Staying downtown Phoenix after a Chase Field renovation is the first choice of Arizona Diamondbacks ownership, but putting together a financing deal for up to $500 million in upgrades has proved to be elusive.
Diamondbacks President and CEO Derrick Hall has been pretty clear with his preference to pursue a Chase Field renovation and even offering to put up 75 percent of the expected $400-$500 million cost, but that offer has not generated a lot of enthusiasm among elected officials. But with the team’s lease ending in 2027, we’re hitting a deadline when the team looks to build a new ballpark else in the Valley if a Chase Field renovation doesn’t happen. From the Arizona Republic:
“We don’t have our hand out, but if you look at some of the other situations very similar to ours — like Milwaukee, Cleveland, Pittsburgh, Baltimore — in each case they are getting strong investments from the public, from a mixture of city/county/state, and we just aren’t,” Hall said. “Would I welcome that? Absolutely. I’m just still trying to weigh if there’s any help we can get from anybody, what that looks like, whether it’s in the form of land we can develop, or if it’s in the form of a monetary contribution that won’t even be close to what we’re willing to put in.”…

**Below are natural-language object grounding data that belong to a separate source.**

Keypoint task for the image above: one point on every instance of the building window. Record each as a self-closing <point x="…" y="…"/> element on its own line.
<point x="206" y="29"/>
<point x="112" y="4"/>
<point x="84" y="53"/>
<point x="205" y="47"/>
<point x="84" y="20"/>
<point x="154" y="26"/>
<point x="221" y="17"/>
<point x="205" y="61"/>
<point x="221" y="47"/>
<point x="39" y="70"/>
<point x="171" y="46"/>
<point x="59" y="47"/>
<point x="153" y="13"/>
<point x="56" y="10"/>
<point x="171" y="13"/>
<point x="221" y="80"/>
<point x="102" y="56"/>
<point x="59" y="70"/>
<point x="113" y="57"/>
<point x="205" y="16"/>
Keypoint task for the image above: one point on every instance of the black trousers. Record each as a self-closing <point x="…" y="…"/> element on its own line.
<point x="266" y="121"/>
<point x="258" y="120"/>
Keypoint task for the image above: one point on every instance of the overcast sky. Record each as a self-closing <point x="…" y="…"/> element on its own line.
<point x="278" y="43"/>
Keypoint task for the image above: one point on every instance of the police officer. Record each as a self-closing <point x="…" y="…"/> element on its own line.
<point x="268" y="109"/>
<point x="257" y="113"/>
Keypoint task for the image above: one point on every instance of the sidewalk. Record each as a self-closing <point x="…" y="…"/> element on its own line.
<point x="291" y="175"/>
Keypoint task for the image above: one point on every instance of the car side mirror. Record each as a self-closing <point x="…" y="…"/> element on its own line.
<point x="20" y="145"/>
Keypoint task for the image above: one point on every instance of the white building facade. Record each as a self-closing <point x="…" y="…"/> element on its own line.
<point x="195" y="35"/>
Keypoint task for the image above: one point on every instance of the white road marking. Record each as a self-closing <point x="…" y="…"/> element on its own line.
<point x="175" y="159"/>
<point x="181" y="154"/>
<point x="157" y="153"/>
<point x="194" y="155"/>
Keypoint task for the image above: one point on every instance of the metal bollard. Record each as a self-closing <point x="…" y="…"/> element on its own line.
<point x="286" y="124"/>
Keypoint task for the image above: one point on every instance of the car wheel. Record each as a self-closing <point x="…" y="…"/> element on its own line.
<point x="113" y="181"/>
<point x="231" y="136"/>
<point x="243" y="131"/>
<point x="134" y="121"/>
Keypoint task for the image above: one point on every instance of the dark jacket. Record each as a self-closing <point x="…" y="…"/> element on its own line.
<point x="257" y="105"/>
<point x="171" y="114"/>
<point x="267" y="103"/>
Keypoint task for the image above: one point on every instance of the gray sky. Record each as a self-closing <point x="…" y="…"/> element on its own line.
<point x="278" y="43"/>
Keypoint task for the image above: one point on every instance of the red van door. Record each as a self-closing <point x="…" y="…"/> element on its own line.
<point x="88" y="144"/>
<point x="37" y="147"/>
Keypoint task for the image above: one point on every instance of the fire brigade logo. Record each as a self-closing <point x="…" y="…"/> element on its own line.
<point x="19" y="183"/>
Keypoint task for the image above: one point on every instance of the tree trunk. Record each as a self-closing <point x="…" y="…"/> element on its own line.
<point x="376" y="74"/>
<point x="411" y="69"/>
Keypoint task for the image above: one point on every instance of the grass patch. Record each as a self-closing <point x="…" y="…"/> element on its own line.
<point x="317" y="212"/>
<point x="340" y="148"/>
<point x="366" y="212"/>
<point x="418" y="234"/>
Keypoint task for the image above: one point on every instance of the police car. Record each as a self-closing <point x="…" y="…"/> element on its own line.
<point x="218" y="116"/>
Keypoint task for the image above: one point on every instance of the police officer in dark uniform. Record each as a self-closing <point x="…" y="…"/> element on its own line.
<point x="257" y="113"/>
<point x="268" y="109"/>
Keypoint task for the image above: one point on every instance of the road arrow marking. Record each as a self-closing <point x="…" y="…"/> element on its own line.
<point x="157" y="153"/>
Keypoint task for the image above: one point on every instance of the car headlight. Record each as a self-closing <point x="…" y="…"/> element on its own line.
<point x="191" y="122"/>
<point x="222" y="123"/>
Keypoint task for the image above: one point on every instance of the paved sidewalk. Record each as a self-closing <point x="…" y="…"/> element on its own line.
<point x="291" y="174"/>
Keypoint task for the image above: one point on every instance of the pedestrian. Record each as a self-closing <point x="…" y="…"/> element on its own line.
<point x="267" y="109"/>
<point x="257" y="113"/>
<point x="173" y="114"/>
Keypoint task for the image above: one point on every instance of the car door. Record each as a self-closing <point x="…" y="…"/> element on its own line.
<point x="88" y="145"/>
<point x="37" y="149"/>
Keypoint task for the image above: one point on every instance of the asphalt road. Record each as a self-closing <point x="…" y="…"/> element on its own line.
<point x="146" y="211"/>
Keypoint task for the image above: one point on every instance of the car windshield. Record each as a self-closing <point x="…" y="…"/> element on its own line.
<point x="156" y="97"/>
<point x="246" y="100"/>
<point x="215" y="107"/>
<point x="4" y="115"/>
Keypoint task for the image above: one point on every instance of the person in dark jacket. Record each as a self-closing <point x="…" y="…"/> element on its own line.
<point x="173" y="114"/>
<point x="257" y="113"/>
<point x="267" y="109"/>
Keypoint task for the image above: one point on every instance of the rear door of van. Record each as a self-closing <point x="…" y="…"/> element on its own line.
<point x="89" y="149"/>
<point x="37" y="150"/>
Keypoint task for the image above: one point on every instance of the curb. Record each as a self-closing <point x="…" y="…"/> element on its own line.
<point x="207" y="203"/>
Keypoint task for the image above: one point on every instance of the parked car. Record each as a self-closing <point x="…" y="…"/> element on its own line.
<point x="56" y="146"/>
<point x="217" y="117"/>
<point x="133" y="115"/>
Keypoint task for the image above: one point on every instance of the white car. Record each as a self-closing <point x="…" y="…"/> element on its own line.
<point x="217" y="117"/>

Hall said he still wants to develop the area around Chase Field to make it a mixed-use “destination” year-round, and he said he hopes that gets done whether the Diamondbacks are involved or not.
There had been rumblings in the offseason about the D-Backs looking to created a mixed-use development around the ballpark and take advantage of the facility’s proximity to Footprint Center, and we expected some sort of decision to have been made this summer. Hall’s warning may spur some action, though it looks very unlikely the team would leave the Phoenix market.